On July 29, numerous interested parties, including utilities, non-utility storage developers, and environmental organizations filed comments. On August 14, several interested parties, including Dominion, solar advocates, and the Energy Storage Association, proposed draft regulations. The SCC published draft regulations on September 11. The SCC proposed interim storage targets that both Dominion and Appalachian must meet between now and 2035. The SCC’s proposed regulations would require utilities to meet the majority of their total storage obligations between 2030 and 2035. The SCC’s draft also accepted a recommendation from Dominion Energy to impose stringent permitting requirements on any non-utility storage developer proposing to construct a 100 kW or larger.

The draft regulations will be published in the Virginia Register. Interested parties have the opportunity to file comments or request a hearing on or before November 2.

  • Staff files interim report regarding Dominion fuel expenses – PUR-2020-00031

Under Virginia law, Dominion’s fuel recovery rider – called the “fuel factor” – recovers the costs of traditional fuels such as coal and gas as well as the costs of power purchased from third-party generators. Fuel costs are pass-through expenses and recovered on a dollar-for-dollar basis, with no rate of return applied. On June 30, the SCC approved revised fuel rates for Dominion. The SCC authorized lower fuel rates, in part based on declining commodity prices. As part of its final order, the SCC directed its Staff to file interim reports, every 60 days, regarding the status of the company’s fuel recovery.
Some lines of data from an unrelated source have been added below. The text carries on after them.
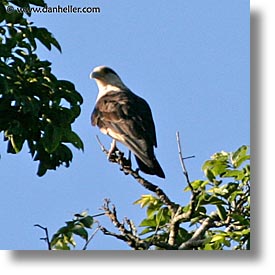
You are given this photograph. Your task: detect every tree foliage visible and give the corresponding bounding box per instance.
[38,146,250,250]
[0,0,83,176]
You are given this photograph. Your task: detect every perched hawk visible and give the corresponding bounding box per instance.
[90,66,165,178]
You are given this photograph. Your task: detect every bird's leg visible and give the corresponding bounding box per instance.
[127,150,132,168]
[107,139,118,161]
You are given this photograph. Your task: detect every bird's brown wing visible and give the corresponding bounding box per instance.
[92,90,157,167]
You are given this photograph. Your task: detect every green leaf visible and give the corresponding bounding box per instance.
[32,27,61,52]
[232,145,249,168]
[216,204,227,221]
[204,169,216,182]
[62,130,84,151]
[79,216,94,228]
[42,123,62,153]
[71,224,88,241]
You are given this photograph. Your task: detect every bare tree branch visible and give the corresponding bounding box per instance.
[34,224,52,250]
[97,137,179,216]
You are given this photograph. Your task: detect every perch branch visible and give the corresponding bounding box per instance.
[97,136,179,213]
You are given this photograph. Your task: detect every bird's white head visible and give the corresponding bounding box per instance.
[90,66,127,100]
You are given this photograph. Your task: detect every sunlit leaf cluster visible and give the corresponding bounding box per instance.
[0,0,83,176]
[50,211,94,250]
[135,146,250,250]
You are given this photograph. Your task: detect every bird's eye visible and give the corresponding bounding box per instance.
[103,67,117,75]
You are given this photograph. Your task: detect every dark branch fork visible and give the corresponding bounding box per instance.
[96,136,179,213]
[96,132,204,249]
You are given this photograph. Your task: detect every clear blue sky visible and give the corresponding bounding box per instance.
[0,0,250,250]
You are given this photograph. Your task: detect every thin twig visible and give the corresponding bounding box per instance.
[82,226,102,250]
[34,224,52,250]
[176,131,194,192]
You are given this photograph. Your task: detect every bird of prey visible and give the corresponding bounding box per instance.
[90,66,165,178]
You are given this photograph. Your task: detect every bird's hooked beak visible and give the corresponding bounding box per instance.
[90,71,101,79]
On September 1, the SCC Staff filed its first interim report in this docket. The SCC’s report, among other things, found that Dominion’s retail sales were higher than anticipated in June and July, likely due to higher air conditioning usage and more customers working from home. The Staff also noted that PJM market prices and commodity prices, including natural gas, coal, and biomass costs, were lower than expected.